It’s a familiar twist. The contractor delivers the project—on time, or close to it. Then suddenly, urgency evaporates. The project the employer “needed yesterday” is no longer needed today. Deadlines soften. But not for the contractor.
Instead of issuing the Taking-Over Certificate, the employer slowly and deliberately unfurls an ever-growing punch list—often filled with minor, non-critical, or newly alleged defects. Why? To keep the contractor on the hook. To delay taking over. And to preserve the leverage of delay damages, site risk, and unreleased payment.
The Legal Leverage of the TOC
Under most contracts—especially FIDIC—the Taking-Over Certificate (TOC) marks a critical shift in risk:
- Delay damages stop accruing
- Responsibility for care of the works transfers
- Retention release begins
- The contractor can begin demobilising
Until that certificate is issued, the contractor remains exposed. The project may be 99% complete, but in legal and financial terms, the job is still very much alive—and so are the risks.
When Delay Is No Longer a Problem (For the Employer)
During a boom, everyone’s in a rush. But when the market turns, so does the tempo. The same project that was urgent at award becomes far less critical at handover. There’s no tenant yet. No operator ready. No pressure to open.
Suddenly, it’s the contractor who’s ahead of schedule—and that’s a problem.
What does the employer do?
Withhold the TOC. Maintain the pressure. Stretch the punch list. Keep the risk of the site—its cost, its liability, its exposure—with the contractor, i.e. the party least able to recover it.
The result?
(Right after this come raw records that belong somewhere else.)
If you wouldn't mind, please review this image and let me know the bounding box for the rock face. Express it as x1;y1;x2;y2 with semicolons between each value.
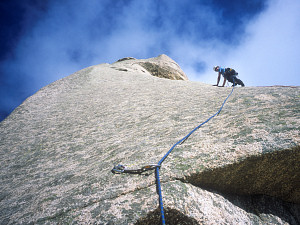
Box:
0;55;299;224
114;54;188;80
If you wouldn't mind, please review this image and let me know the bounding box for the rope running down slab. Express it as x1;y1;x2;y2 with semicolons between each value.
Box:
112;79;236;224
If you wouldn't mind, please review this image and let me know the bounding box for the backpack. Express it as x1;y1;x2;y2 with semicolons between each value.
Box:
225;68;238;76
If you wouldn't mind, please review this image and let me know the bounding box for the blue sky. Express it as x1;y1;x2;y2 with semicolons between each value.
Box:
0;0;299;121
A completed project… that still isn’t “complete enough.”
The Weaponised Punch List
Punch lists are meant to protect quality and to ensure that minor outstanding work and defects that do not prevent the beneficial use of the Works are recorded as such and completed progressively during the defects period. That is, they are supposed to facilitate the earliest possible handover whilst ensuring that the work is nonetheless 100% completed before the end of the defects period. But in many scenarios, they’re used to protect the employer’s bargaining position.
Contractors find themselves facing:
- Recycled defects already discussed and accepted
- Trivial cosmetic issues
- Shifting standards of “satisfaction”
- Growing lists that expand with every inspection
The goal is no longer completion. The goal is control. The employer knows the contractor has already spent the money. Demobilised resources. Handed over the keys. In that moment the TOC becomes a very powerful tool.
Minimising Your Risks
Contractors can’t stop the market from shifting—but they can reduce their exposure to this final-stage squeeze.
- Define Practical Completion with care. Avoid vague language. Push for objective criteria: functionality, accessibility, commissioning.
- Negotiate TOC triggers. Include provisions that allow partial taking-over or deem TOC issued when only minor defects remain.
- Document relentlessly. Site photos, inspection logs, snagging lists, and correspondence become critical when TOC is withheld.
- Push back on moving targets. If the punch list begins to grow beyond reason, reserve your position clearly and early.
- Know your rights. TOC cannot be withheld for trivial issues under most standard forms. If it’s being used to apply commercial pressure, say so.
The key is to be as meticulous about what determines or defines Completion as you are about the price or the scope itself.
Until contractors assert their position earlier and seek to structure their contracts more tightly, the rules won’t change. Because in this game, heads they win. Tails you lose.